The only real compliment to offer is that the book managed to get the scenarios right. While few in number, there is much more of a feel for the Black Legion's tactics in each of them and it's obviously tailor made to their involvement. A definite step up from what we had in the last two codex supplements which didn't really embrace the ideas behind the army all that well. None of them are anything special, but they're not written for extremely specific opponents and are much more fun than those offered in previous lists. Especially one where Black Legion forces can be endlessly recycled and hurled at the enemy via cannon fodder tactics a-la Chenkov. It's just a shame that other pages which could have been used for more are given over to the usual Planetstrike/Cities of Death nonsense.

So there are the rules. As with the other two books prior to now, they're not very good and anyone playing them will have one hell of a time trying to win any battles with it. If you're expecting something worth playing on a tabletop, pass this one by. If you're expecting something worth reading purely for the fluff, this one is actually be worth your money.

Join us in a few days when we go over the book's lore.
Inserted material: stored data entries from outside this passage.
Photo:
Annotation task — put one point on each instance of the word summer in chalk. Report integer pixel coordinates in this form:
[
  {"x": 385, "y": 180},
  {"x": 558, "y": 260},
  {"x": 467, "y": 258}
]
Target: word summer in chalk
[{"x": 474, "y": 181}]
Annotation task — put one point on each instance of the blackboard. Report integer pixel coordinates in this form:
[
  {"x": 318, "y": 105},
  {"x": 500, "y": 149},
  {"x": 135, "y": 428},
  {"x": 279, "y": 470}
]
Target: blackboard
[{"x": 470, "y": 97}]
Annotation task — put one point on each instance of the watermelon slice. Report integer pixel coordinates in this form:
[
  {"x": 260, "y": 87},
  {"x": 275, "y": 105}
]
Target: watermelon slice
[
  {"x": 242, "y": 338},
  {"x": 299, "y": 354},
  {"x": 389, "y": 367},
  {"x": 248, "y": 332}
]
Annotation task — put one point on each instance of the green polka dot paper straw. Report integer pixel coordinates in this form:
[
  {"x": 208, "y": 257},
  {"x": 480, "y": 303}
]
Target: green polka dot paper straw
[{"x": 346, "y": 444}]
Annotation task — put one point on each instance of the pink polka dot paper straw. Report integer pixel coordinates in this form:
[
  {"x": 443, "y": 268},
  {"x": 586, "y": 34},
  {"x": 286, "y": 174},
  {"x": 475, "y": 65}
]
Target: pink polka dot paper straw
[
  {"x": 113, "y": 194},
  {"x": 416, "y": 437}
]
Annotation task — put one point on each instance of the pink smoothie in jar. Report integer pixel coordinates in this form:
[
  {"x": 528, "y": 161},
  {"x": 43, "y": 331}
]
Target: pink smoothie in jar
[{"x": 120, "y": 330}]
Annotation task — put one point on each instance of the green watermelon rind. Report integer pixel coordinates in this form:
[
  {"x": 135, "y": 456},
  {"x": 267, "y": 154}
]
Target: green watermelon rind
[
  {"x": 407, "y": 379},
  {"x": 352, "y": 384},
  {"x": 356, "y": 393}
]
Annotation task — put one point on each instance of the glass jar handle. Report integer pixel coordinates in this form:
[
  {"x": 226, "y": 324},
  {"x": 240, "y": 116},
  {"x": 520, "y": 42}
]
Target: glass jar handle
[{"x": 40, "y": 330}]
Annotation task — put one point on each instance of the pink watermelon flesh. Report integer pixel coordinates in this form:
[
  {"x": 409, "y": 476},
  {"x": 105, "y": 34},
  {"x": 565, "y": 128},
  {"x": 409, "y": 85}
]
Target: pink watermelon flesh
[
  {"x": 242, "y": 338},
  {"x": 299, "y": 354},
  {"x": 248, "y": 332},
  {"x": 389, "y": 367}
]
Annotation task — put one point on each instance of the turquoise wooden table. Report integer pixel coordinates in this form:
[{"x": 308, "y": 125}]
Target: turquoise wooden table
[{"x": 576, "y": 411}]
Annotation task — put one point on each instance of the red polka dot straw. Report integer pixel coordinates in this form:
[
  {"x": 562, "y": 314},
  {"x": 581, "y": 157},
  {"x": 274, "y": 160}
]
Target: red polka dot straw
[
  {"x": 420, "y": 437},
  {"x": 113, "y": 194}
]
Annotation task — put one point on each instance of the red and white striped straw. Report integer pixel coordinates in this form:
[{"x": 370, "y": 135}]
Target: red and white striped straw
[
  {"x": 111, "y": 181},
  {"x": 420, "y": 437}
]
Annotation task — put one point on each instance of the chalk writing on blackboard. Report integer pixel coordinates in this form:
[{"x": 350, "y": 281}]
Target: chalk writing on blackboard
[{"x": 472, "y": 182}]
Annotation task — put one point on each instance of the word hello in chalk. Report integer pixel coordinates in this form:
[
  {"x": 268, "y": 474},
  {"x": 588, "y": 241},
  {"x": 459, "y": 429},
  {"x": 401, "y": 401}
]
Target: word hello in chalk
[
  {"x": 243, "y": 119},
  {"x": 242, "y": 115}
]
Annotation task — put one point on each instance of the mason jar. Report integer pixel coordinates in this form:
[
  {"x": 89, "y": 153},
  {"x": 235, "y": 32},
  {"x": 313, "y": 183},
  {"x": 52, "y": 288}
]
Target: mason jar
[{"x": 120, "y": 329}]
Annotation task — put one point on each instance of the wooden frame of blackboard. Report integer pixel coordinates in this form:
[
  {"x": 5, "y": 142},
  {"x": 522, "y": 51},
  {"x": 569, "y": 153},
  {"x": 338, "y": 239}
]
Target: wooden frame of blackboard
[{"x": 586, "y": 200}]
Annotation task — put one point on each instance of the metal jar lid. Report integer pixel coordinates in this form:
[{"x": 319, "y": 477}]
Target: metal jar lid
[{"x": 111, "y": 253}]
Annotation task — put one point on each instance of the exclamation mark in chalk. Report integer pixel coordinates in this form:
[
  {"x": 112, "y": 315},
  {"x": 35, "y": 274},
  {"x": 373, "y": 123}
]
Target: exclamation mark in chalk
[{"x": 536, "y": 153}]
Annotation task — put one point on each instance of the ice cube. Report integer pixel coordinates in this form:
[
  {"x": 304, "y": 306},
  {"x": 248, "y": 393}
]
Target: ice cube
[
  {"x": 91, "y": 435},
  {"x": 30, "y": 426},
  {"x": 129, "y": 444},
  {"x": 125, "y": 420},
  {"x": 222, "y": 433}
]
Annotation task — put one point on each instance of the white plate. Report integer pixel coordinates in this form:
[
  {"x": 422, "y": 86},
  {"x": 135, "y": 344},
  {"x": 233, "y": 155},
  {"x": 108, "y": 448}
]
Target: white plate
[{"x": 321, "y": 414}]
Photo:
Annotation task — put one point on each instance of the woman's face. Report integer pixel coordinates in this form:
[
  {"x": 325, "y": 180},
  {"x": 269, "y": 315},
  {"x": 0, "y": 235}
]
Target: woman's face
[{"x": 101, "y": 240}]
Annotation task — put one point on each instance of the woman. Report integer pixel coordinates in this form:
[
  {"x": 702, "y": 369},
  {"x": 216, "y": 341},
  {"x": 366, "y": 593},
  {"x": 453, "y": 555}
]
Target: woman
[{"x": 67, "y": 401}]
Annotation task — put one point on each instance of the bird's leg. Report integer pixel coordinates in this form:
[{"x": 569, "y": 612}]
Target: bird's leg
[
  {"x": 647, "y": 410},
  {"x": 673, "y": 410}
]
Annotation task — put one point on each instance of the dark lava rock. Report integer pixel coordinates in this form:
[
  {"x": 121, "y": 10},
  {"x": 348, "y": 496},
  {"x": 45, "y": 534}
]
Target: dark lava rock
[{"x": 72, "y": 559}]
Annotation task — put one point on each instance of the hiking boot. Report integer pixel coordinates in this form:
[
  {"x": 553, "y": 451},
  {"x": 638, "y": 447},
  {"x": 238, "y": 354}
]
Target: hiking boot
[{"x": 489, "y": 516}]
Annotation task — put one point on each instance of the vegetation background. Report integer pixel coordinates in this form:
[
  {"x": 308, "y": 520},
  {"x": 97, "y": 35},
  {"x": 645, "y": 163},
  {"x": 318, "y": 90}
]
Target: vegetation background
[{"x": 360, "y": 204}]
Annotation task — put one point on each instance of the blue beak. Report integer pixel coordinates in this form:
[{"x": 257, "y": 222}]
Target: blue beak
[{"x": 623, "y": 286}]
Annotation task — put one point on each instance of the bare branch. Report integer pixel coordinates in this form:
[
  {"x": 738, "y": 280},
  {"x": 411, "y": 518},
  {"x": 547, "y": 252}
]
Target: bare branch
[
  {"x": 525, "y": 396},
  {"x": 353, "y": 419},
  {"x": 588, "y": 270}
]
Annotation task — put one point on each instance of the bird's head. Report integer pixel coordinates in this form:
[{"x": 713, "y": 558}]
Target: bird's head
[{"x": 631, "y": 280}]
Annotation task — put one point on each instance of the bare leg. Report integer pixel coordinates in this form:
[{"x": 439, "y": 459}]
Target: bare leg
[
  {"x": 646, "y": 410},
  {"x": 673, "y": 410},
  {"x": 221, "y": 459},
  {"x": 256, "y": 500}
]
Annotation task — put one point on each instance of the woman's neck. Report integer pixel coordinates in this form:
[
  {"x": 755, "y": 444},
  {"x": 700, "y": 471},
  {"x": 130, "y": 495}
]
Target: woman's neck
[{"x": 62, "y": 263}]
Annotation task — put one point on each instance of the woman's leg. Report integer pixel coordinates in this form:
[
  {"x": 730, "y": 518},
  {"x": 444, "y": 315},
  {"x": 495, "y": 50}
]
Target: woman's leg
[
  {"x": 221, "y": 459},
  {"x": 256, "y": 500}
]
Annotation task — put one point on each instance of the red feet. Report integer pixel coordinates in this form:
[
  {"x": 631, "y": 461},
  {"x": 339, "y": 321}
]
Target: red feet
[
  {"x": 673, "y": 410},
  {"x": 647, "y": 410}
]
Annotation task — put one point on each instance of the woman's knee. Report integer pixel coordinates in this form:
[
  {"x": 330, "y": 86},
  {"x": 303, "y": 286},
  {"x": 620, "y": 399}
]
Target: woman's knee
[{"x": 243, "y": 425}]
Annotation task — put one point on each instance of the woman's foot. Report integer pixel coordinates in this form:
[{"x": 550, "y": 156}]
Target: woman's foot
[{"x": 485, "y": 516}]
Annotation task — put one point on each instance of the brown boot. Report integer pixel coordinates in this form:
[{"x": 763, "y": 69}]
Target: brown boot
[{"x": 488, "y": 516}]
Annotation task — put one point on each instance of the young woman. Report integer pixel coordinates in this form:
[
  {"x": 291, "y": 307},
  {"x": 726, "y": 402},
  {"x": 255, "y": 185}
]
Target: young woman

Please also take the time to comment upon the format, a few readers wanted more specific analysis of each item in turn, so this style is an experiment to see what people want.

Part 2 can be found here


  1. I'd say it's quite a good review, especially since I share your opinion of it.
    It's another wasted opportunity, and to think they're charging over 100 bucks for the hardback version for basically a couple pages of actual rules and a few scenarios.
    I haven't checked out the other "supplement" codexes, but it's hard to imagine them being worse.

    1. Unfortunately this one was actually the best one of the lot by a considerable mile. It at least had good lore despite the lackluster rules. The others were betrayals of even the most basic concepts of the army they featured.

    2. I love this codex but that's just because I love chosen and I give all of my stuff VotLW anyway for fluff and LD reasons.